Hombre y mujer sexi.
El árbol de la discordia.
Pintando.
Paisaje.
Mi comunidad.
Árbol de la vida.
Historia uno.
Paisaje dos.
Mi casa.
Historia dos.
Historia tres.
Historia cuatro.
Contando historias.
Erase una vez.
Te cuento una historia.
Imagen uno.
Imagen dos.
Imagen tres.
Imagen cuatro.
Docentes de la Telesecundaria.
La caja voladora en Morelos.
Experiencia 5.
Ornán Gómez.
Lunes 17 de octubre de 2011.
Leer en voz alta es involucrar el corazón. Muchos
piensan que compartiendo lecturas es como se va a lograr un mayor número de
lectores. Yo pienso que no. Leer en voz alta es un regalo. Un momento donde los
alumnos olvidan las clases. Un espacio donde podemos divertirnos leyendo.

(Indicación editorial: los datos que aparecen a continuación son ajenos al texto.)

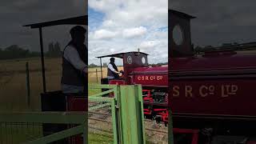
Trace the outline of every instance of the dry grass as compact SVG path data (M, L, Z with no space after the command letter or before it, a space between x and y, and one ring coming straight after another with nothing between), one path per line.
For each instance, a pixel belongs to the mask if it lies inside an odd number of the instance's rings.
M27 106L26 62L30 66L30 106ZM61 90L62 58L46 58L47 91ZM101 81L100 67L89 69L89 83ZM122 70L122 67L118 67ZM102 68L103 78L106 68ZM40 109L40 94L42 91L41 59L39 58L0 61L0 110L38 110Z

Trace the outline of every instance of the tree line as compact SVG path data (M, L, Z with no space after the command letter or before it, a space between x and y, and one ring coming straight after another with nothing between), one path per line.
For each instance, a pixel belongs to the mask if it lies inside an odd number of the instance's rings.
M61 46L59 42L50 42L48 45L48 51L45 54L48 58L58 58L62 56ZM0 48L0 60L17 59L40 57L38 51L30 51L18 45L11 45L4 49Z

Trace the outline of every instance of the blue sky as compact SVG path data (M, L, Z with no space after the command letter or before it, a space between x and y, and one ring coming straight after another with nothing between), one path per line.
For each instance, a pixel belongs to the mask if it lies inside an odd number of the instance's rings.
M89 63L99 64L96 56L138 48L150 54L150 63L168 61L167 0L89 0L88 3Z

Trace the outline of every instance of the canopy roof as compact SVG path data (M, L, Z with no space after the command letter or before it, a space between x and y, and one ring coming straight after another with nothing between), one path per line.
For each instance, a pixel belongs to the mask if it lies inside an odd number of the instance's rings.
M130 51L130 52L126 52L126 53L140 53L140 54L146 54L146 55L149 55L149 54L147 54L146 53L138 52L138 51ZM106 57L115 57L115 58L123 58L123 54L126 54L126 53L117 53L117 54L114 54L103 55L103 56L96 57L96 58L106 58Z
M88 25L88 15L69 18L65 19L58 19L54 21L44 22L40 23L34 23L25 25L23 26L30 26L31 29L52 26L57 25Z

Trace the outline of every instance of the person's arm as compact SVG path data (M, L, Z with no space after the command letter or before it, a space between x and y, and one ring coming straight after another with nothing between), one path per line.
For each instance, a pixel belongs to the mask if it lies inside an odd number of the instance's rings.
M82 61L78 52L73 46L68 46L65 49L64 58L76 69L87 73L87 66Z
M113 71L113 72L114 72L114 73L116 73L116 74L119 74L118 71L115 70L113 68L113 66L112 66L111 64L109 64L109 65L107 66L107 67L108 67L109 69L110 69L111 71Z

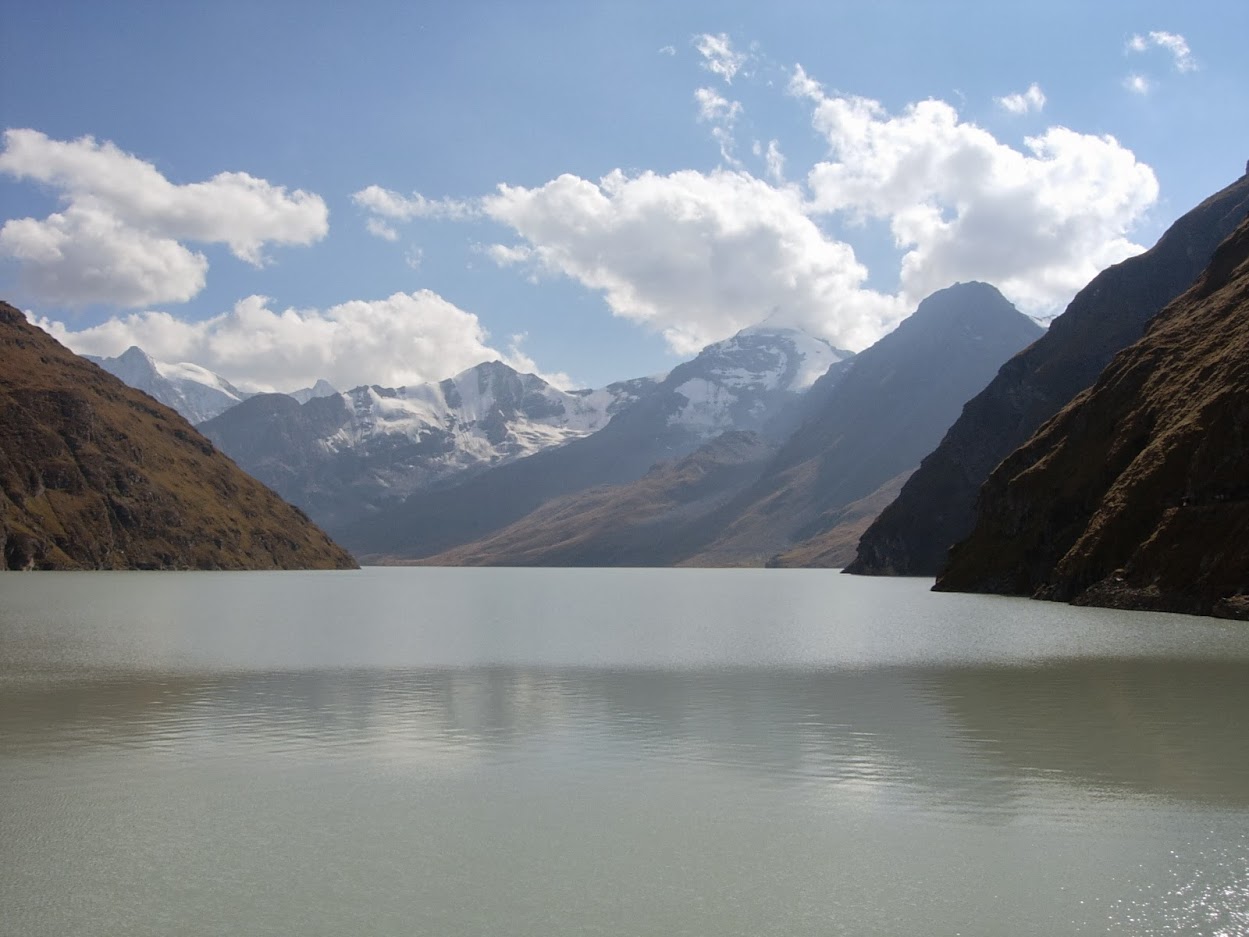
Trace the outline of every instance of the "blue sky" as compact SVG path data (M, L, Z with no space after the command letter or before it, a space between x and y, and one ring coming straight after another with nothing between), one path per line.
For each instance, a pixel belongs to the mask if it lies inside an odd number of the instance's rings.
M1249 157L1240 0L0 11L0 296L257 387L1048 315Z

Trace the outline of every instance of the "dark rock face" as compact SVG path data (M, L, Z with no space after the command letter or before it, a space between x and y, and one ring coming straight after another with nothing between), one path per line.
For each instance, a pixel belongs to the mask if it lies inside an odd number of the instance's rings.
M1249 620L1249 219L994 470L937 588Z
M936 575L949 547L970 532L977 491L994 466L1140 337L1145 322L1197 279L1247 212L1249 176L1179 219L1153 249L1094 277L1043 339L968 401L898 500L863 535L847 572Z
M356 565L185 419L2 302L0 551L10 570Z
M1042 334L988 284L933 294L836 375L836 386L812 389L818 410L756 483L708 518L689 562L763 565L824 537L846 522L848 505L912 471L963 401Z

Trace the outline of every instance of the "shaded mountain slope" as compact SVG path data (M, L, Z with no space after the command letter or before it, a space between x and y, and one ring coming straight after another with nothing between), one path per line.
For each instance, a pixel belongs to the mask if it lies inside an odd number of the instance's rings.
M1180 217L1150 250L1100 272L1035 345L1003 365L859 541L847 572L933 576L973 523L989 472L1090 386L1200 275L1249 212L1249 176Z
M847 505L913 470L963 401L1040 335L988 284L933 294L853 360L758 481L692 532L687 561L763 565L838 526Z
M732 431L637 481L555 498L508 527L420 562L443 566L671 566L683 526L752 482L773 455Z
M350 568L185 419L0 304L5 568Z
M331 530L358 556L415 560L485 538L551 498L634 481L728 430L778 441L801 420L811 382L846 357L796 330L746 329L674 367L598 432Z
M909 477L911 472L902 472L871 495L831 512L828 522L832 526L828 530L772 557L768 566L782 570L844 567L854 558L863 531L881 516L881 511L893 503Z
M1249 219L989 476L937 588L1249 618Z
M116 357L82 357L172 407L192 424L211 420L251 396L206 367L186 361L176 365L156 361L135 345Z

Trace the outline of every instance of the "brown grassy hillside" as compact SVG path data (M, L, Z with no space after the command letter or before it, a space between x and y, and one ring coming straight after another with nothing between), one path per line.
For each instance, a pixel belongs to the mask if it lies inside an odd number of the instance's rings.
M1249 618L1249 219L989 476L937 587Z
M351 568L169 407L0 302L0 568Z

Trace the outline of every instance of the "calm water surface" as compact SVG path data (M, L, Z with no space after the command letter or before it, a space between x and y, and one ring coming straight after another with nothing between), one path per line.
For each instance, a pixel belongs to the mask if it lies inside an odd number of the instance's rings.
M1249 935L1249 626L928 585L0 576L0 933Z

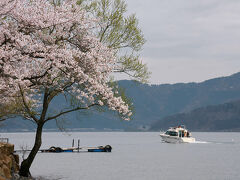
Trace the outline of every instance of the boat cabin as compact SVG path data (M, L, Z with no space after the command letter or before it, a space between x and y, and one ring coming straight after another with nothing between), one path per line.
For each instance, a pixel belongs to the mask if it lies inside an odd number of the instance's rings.
M184 126L171 127L169 130L165 132L165 134L169 136L178 136L178 137L191 136L191 134L188 132L188 130L185 129Z

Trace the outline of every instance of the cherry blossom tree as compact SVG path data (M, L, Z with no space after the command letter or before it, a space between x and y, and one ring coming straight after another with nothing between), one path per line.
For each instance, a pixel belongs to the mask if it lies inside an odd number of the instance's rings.
M125 120L131 116L128 104L109 87L117 63L112 48L95 35L98 21L74 0L0 1L0 100L7 109L1 117L22 116L37 125L21 176L30 175L46 122L93 106L107 106ZM59 95L74 103L50 113Z

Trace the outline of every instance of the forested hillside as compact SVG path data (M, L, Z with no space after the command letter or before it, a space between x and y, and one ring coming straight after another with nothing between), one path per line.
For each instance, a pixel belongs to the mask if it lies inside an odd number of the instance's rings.
M85 130L84 128L91 128L87 130L149 130L154 122L165 122L164 117L170 115L240 100L240 73L202 83L148 85L123 80L119 81L119 86L125 88L126 95L132 99L135 107L135 114L130 122L120 120L113 112L99 112L92 109L87 112L68 114L59 119L57 124L69 129L83 128L81 130ZM66 104L64 97L59 97L51 104L49 112L58 111L64 104ZM66 119L68 121L64 121ZM6 121L4 124L1 126L1 131L33 128L31 122L19 119ZM159 124L162 126L163 123ZM56 129L56 123L47 123L45 128ZM201 130L211 130L211 128L205 126Z

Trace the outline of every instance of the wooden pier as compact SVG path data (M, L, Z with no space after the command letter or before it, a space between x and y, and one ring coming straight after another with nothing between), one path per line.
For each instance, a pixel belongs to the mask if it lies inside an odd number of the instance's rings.
M16 150L15 152L26 152L31 150ZM78 139L78 146L74 147L74 139L72 142L72 147L70 148L61 148L51 146L49 149L40 149L41 153L62 153L62 152L111 152L112 147L110 145L106 146L97 146L97 147L80 147L80 140Z

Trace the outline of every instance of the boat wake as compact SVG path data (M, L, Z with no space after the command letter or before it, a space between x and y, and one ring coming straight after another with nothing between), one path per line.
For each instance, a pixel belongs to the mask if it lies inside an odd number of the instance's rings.
M190 142L192 144L207 144L207 143L211 143L211 142L207 142L207 141L194 141L194 142Z

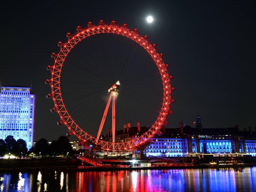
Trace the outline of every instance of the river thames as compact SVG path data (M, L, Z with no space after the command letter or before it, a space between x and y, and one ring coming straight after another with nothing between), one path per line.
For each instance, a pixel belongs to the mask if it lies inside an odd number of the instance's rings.
M82 172L0 172L0 191L253 191L256 167Z

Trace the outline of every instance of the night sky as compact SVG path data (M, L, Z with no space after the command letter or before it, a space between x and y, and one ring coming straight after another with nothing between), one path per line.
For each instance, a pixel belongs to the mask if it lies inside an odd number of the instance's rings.
M54 63L50 54L58 52L57 43L66 41L66 33L74 33L77 25L114 19L138 28L165 54L176 89L168 127L180 122L193 126L198 113L204 128L254 127L255 5L252 1L1 2L2 85L30 86L32 80L35 140L57 139L67 129L57 125L59 117L50 112L53 102L45 97L50 91L44 82L50 78L46 67ZM154 19L150 23L149 15ZM136 126L139 120L133 118Z

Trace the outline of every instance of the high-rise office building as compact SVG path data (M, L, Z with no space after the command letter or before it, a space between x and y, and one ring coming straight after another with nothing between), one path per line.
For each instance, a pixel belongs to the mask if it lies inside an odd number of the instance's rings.
M1 87L0 139L12 135L27 142L29 149L34 139L35 97L31 88Z

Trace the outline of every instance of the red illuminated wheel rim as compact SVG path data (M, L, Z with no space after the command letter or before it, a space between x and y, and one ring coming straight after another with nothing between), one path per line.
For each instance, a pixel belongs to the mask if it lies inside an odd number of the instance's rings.
M68 40L65 43L59 42L58 45L60 50L57 54L52 54L55 59L54 65L47 66L47 69L51 72L51 79L46 83L49 84L51 89L51 94L46 96L51 97L54 102L54 107L51 109L52 112L56 111L60 118L58 123L65 124L68 128L71 134L75 135L85 146L91 145L93 147L98 150L108 151L110 151L121 152L131 151L143 147L149 143L151 139L158 134L161 128L166 122L169 114L171 114L170 110L172 99L172 88L171 79L165 64L160 54L155 48L155 45L151 44L147 39L146 35L142 36L136 30L133 30L127 27L127 25L119 25L113 23L111 24L101 24L92 25L88 23L88 26L84 29L77 28L77 32L73 35L67 34ZM91 35L100 33L110 33L120 35L120 37L127 37L134 41L142 47L149 54L157 65L162 81L162 104L158 117L154 123L149 130L140 137L126 142L111 143L97 139L96 138L88 134L79 127L75 120L71 117L63 103L61 91L61 73L62 67L65 65L65 61L70 50L77 43ZM118 37L117 36L117 37ZM173 88L173 89L174 88Z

Formar lectores es una responsabilidad que le compete a cada docente y a cada
padre de familia desarrollar en sus ámbitos correspondientes. Por mi parte,
como cuentacuentos, si puedo llamarme
así, sólo trato de amenizar la vida de los jóvenes. Yo no formo lectores,
promuevo la lectura en voz alta. Mi oficio es compartir lecturas y libros. A
veces, platicar de lo que los jóvenes hacen en las aulas con los libros. Si
logro que los alumnos rían, callen, estén a la expectativa de lo que va a
pasar, de que ellos mismos se den la oportunidad de escuchar una historia,
estoy del otro lado. Si no, debo pensar seriamente en hacer otra cosa.
Lo anterior lo comprobé cuando estuve en la
Telesecundaria de Morelos. Al iniciar las actividades vi que algunos jóvenes no
se interesaban en los trabajos. Aquello representó un golpe bajo a mi
autoestima. De las escuelas que llevaba visitando, en ninguna me había pasado
esto. Aquí los alumnos hablaban y decían chistes. Muchos no quisieron hacer las
actividades. ¿Por qué pasa esto?, pensé. Aquellas risas y chistes a mí me
decían algo: los jóvenes tenían miedo a mostrarse tal y cual. Una forma de cómo
evadirse de uno mismo es mostrando una actitud de desinterés, me dije. En
ocasiones, cuando fui estudiante, yo hice lo mismo. A los jóvenes, reflexioné,
les cuesta participar porque tienen miedo a exponerse ante los demás. En otras
palabras, temen a que les digan que lo que hacen está mal. ¿Y de dónde nace
esta idea? ¿De la escuela, de la iglesia, de la familia? Si al ser humano lo
dejaran actuar en completa libertad, es decir, sin decirle que esto o aquello está
bien o mal, el hombre sería un ser más seguro de lo que piensa y hace.
Las primeras actividades fracasaron. Cuando leí en
voz alta, muy pocos pusieron atención. La mayoría hablaba y reía. Qué pasa,
pensé. Les propuse, para mantenerlos ocupados, pintáramos. Quizá esto lo
relaja, me dije. Sin embargo, pocos lo hicieron. Los que no pintaban, sólo
miraban y reían. No niego que esta actitud me desalentó. Quise tomar mis cosas
e irme. Salir de ahí. No saber nada de aquel grupo. Sin embargo insistí. Los
pocos que trabajaron lo hicieron bien. Con dedicación. Con alegría. A cada grupo
los iba motivando a seguir. Diciendo que sus dibujos eran excelentes. Y en
verdad lo son. Imágenes bellas que hablan por sí solas. Colores llamativos
conviviendo en la blancura de un papel bond. Y es que lectura y dibujo no deben
estar distantes. Una lleva a la otra. Las imágenes a las palabras y estas a las
imágenes. Creo que a partir de ellas las personas podemos revelar mucho de lo
que somos y pensamos. Así que a pintar, me dije. Y seguimos.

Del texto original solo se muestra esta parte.